– di Padre Maurizio Patriciello
Articolo pubblicato su “ Avvenire” martedì 8 Settembre 2015
Passeranno alla storia come quelli della “ Paranza dei bambini”. Sono i figli dei figli dei vecchi camorristi napoletani, ormai assicurati alla giustizia o finiti al cimitero. Le varie organizzazioni adesso sono tutte nelle loro mani. Mani, appunto, di bambini. E proprio perché bambini fanno spavento. Si incontrano, si scontrano, si sfidano, si contendono un territorio dai confini incerti. Tradiscono, sparano, si ammazzano. Come se fosse un gioco. Ma è la dura, durissima realtà. La città di Napoli è come una scacchiera dove ogni banda ha il suo piccolo spazio, esercita il suo piccolo potere. Ma nessuno si accontenta e perciò sono frequenti le invasioni delle piazze altrui. Tutti aspirano ad arrivare più in alto. E per farlo sono disposti anche ad uccidere l’ amico, se gli viene comandato dal boss – ragazzino. Gli ordini non si discutono, anche se nessuno crede più a nessuno. Giovedì mattina, nel quartiere Sanità viene ucciso Pasquale Ceraso, 67 anni, un pregiudicato con precedenti per omicidio, spaccio di droga e altro. Forse si era illuso che su quella novella e incredibile “ paranza”, avrebbe potuto esercitare qualche influenza. Chissà. Quelli invece non ne vogliono sapere. Hanno fretta. Tanta fretta. Sanno bene che l’ albero della cuccagna sul quale si sono arrampicati presto seccherà. E hanno sete. Tanta sete. Di soldi, di piaceri, di potere. Stesso quartiere, notte tra sabato e domenica. A finire sotto i colpi dei sicari, proprio davanti alla chiesa parrocchiale, è un minorenne con precedenti per tentata rapina a mano armata.

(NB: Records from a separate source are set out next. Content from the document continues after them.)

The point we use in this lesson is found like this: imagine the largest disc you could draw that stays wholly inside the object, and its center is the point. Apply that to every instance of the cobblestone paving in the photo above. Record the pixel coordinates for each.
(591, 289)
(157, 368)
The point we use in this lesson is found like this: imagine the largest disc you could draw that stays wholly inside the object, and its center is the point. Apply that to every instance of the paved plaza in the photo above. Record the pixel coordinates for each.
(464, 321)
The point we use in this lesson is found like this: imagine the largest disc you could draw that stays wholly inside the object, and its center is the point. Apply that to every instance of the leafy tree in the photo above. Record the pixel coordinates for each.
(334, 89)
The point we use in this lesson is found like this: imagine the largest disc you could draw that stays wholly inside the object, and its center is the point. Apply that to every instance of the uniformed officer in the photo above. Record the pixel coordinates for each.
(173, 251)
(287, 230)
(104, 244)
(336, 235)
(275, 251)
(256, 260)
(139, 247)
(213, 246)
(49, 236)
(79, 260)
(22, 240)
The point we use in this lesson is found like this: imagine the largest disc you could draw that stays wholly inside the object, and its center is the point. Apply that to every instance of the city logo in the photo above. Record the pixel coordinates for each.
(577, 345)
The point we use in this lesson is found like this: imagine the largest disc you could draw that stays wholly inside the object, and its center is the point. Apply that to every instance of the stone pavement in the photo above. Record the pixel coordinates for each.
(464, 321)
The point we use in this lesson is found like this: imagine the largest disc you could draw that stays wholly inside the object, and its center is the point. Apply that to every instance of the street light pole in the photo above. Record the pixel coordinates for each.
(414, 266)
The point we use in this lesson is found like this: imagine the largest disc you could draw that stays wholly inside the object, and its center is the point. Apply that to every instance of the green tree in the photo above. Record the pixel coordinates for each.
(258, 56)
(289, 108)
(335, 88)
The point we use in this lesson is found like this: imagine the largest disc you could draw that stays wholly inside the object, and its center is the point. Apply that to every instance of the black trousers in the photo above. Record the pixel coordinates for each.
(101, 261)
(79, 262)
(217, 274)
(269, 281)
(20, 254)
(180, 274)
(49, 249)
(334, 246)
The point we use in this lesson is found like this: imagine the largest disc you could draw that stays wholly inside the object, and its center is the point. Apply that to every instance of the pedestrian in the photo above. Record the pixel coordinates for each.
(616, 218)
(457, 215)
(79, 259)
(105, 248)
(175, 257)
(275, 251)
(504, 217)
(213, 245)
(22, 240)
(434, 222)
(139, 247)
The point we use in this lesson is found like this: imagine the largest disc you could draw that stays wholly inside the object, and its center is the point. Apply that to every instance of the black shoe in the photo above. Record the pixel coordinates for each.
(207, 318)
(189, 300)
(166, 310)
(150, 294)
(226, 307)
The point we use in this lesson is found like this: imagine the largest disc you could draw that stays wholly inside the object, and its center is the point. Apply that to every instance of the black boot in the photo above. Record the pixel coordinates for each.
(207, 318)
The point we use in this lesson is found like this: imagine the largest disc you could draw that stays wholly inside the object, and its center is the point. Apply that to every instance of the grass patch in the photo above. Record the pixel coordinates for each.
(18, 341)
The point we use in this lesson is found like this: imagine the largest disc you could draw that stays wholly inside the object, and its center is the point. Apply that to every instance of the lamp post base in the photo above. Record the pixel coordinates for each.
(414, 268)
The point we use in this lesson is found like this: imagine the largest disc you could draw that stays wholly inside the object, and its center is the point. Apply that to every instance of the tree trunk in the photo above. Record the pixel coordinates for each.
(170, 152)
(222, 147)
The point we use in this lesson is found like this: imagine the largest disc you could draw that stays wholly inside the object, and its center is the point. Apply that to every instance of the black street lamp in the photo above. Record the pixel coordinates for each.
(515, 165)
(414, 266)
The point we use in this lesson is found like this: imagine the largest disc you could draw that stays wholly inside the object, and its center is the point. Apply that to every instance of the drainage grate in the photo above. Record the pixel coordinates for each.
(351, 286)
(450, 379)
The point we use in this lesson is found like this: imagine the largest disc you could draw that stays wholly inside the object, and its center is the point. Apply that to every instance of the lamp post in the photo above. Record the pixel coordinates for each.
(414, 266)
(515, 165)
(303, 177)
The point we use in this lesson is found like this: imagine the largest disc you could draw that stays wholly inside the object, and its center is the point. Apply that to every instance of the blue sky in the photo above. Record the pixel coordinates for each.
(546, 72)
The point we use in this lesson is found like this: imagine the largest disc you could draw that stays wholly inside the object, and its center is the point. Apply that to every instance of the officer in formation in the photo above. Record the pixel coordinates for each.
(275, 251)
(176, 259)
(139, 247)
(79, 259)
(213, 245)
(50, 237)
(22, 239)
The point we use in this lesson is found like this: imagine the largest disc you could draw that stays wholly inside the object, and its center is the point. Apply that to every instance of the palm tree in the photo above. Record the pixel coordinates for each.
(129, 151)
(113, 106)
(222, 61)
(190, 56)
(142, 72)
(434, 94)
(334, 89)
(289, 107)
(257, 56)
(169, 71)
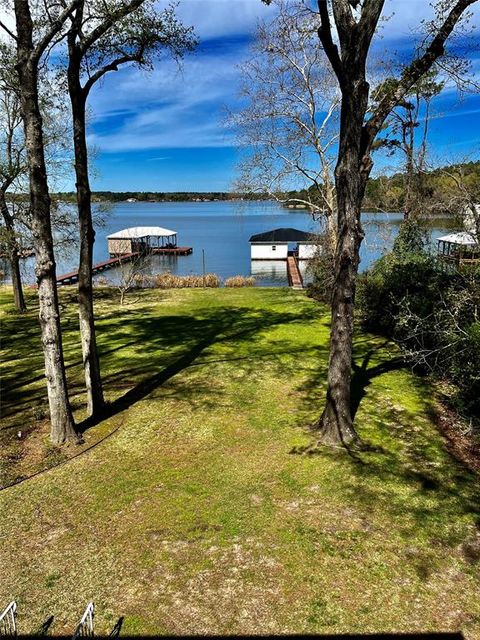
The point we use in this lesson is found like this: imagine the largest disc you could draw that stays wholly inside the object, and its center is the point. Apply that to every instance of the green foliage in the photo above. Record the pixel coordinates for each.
(440, 186)
(431, 312)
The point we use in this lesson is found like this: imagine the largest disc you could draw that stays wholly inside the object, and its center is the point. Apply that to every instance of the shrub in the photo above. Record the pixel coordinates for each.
(170, 281)
(431, 312)
(240, 281)
(321, 269)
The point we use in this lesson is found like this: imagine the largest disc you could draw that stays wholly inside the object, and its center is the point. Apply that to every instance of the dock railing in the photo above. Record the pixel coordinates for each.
(85, 628)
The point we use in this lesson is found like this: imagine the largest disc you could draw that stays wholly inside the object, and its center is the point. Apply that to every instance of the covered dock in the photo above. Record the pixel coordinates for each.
(145, 240)
(461, 248)
(279, 244)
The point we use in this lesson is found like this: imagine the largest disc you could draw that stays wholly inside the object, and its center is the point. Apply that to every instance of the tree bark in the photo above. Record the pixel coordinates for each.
(351, 174)
(91, 363)
(14, 259)
(348, 61)
(62, 424)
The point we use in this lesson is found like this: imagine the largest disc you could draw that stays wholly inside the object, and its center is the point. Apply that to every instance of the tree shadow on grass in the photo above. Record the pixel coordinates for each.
(235, 334)
(363, 374)
(408, 472)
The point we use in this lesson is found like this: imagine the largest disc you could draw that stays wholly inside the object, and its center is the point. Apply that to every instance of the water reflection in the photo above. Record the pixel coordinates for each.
(222, 230)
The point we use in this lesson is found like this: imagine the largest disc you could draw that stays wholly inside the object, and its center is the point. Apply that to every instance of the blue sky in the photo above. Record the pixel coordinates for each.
(165, 130)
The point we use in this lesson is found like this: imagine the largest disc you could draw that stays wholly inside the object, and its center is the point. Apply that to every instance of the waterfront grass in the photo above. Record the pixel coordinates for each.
(204, 508)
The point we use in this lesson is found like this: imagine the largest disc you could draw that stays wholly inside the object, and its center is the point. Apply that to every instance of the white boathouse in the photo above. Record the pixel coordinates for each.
(279, 244)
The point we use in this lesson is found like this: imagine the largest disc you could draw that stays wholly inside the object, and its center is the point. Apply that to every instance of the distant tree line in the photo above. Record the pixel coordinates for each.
(389, 193)
(161, 196)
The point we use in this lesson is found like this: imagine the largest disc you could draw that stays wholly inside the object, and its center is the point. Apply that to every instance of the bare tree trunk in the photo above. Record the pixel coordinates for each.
(14, 259)
(62, 424)
(354, 164)
(336, 423)
(91, 364)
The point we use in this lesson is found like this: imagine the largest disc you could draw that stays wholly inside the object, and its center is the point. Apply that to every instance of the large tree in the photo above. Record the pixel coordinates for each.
(289, 119)
(32, 41)
(12, 166)
(101, 37)
(346, 30)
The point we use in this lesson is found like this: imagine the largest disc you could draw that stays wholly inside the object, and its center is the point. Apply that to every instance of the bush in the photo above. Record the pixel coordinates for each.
(321, 268)
(431, 312)
(171, 281)
(240, 281)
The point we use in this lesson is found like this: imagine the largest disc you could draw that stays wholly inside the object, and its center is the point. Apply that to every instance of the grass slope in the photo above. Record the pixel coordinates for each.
(200, 514)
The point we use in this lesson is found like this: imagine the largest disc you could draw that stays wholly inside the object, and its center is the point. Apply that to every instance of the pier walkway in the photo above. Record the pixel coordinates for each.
(72, 277)
(295, 279)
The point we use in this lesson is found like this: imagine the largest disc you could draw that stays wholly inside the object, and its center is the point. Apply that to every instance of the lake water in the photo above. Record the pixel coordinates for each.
(222, 230)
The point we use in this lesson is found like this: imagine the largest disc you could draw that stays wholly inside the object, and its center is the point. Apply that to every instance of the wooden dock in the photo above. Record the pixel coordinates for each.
(116, 261)
(295, 279)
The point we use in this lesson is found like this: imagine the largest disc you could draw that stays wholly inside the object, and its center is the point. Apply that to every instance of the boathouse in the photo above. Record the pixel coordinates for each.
(460, 248)
(141, 240)
(279, 244)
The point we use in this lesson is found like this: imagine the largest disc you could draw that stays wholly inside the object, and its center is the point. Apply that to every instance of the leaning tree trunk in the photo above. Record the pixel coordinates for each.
(336, 423)
(91, 364)
(14, 259)
(62, 424)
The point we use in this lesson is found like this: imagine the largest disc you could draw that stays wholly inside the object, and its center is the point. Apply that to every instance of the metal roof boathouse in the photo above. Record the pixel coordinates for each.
(287, 244)
(278, 244)
(460, 248)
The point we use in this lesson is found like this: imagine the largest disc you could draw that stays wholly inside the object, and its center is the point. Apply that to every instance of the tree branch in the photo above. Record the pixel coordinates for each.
(104, 26)
(54, 29)
(7, 30)
(412, 74)
(325, 35)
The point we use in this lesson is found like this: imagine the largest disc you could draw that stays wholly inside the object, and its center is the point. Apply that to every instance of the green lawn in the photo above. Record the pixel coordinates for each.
(203, 509)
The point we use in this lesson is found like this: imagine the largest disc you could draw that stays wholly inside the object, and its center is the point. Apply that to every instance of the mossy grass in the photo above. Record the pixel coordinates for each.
(206, 506)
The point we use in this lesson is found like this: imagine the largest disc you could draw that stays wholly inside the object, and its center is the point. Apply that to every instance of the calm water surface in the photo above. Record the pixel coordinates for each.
(222, 230)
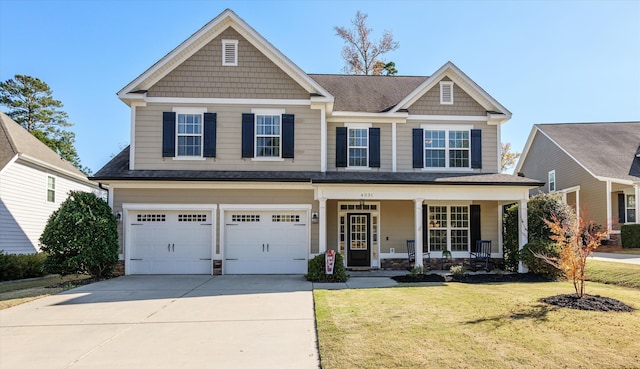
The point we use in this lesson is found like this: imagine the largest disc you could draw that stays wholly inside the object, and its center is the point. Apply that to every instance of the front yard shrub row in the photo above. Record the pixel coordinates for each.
(630, 236)
(316, 271)
(14, 267)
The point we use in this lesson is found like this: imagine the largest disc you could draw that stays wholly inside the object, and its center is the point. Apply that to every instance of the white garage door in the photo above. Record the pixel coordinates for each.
(170, 242)
(266, 242)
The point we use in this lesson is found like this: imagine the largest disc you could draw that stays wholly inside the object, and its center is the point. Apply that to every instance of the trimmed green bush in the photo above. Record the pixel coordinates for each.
(537, 265)
(81, 237)
(21, 266)
(630, 236)
(316, 270)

Si chiama Gennaro – Genny – Cesarano. I sicari arrivano come un fulmine a bordo di una moto di grossa cilindrata e sparano all’ impazzata. Sono le quattro del mattino. Gli amici di Genny scappano, lui non ce la fa.
Forse non era lui il bersaglio. Forse la banda rivale voleva solo punire “quelli della Sanità”. Ucciderne uno qualsiasi per colpire tutto il gruppo. Genny è morto ammazzato come un vecchio boss. Poche ore prima, a una decina di chilometri di distanza, a Ponticelli, era stato freddato il trentenne Antonio Simonetti. La triste e dolorosa verità è che a Napoli ci sono vicoli e quartieri completamente in mano alla malavita. Luoghi dove lo Stato non riesce ad arrivare. E chi ha la sventura di abitare in quelle zone è condannato a convivere con la paura di incappare in una sparatoria. Il rischio, infatti, di finire sotto i colpi di questi “ ragazzini” stupidi e sanguinari è altissimo. Mancano di prudenza, di intelligenza e anche di quella furbizia che necessita a chi si propone di truffare lo Stato e i cittadini. In un certo senso possono essere considerati dei naif. Giovane età, inesperienza, alcool, rabbia e cocaina fanno di loro qualcosa di orribile. Il popolo napoletano non può sottostare ancora a tanta prepotenza. Napoli è una città bella e disperata. Con un patrimonio di cultura, di fede, di umanità da salvaguardare e tutelare. Non è giusto, anzi è profondamente ingiusto e disonorevole, che migliaia di famiglie che si sacrificano per mantenersi oneste, debbano vivere nel terrore di ritrovarsi al centro di una sparatoria e rischiare di perdere la vita. Lo Stato deve riprendere il controllo del territorio. E lo deve fare al più presto. Deve far sentire la sua presenza a cominciare dalle piccole cose. Le leggi debbono essere osservate da tutti. I quartieri più difficili e problematici necessitano di una presenza straordinaria di forze dell’ ordine e di aiuti concreti alle scuole, al volontariato, alle società sportive, alla Chiesa. Napoli deve ritornare alla normalità. La camorra napoletana ha mutato il volto, quindi servono nuove forze e nuove strategie. Per la società civile, per il turismo, per l’ arte, per l’ economia, per il futuro della città, questi “ ragazzini” spietati e fragili sono una pesantissima zavorra. Bisogna al più presto recuperarli e tentare di riportarli sulla retta via. E per riuscirci ognuno deve fare la sua parte.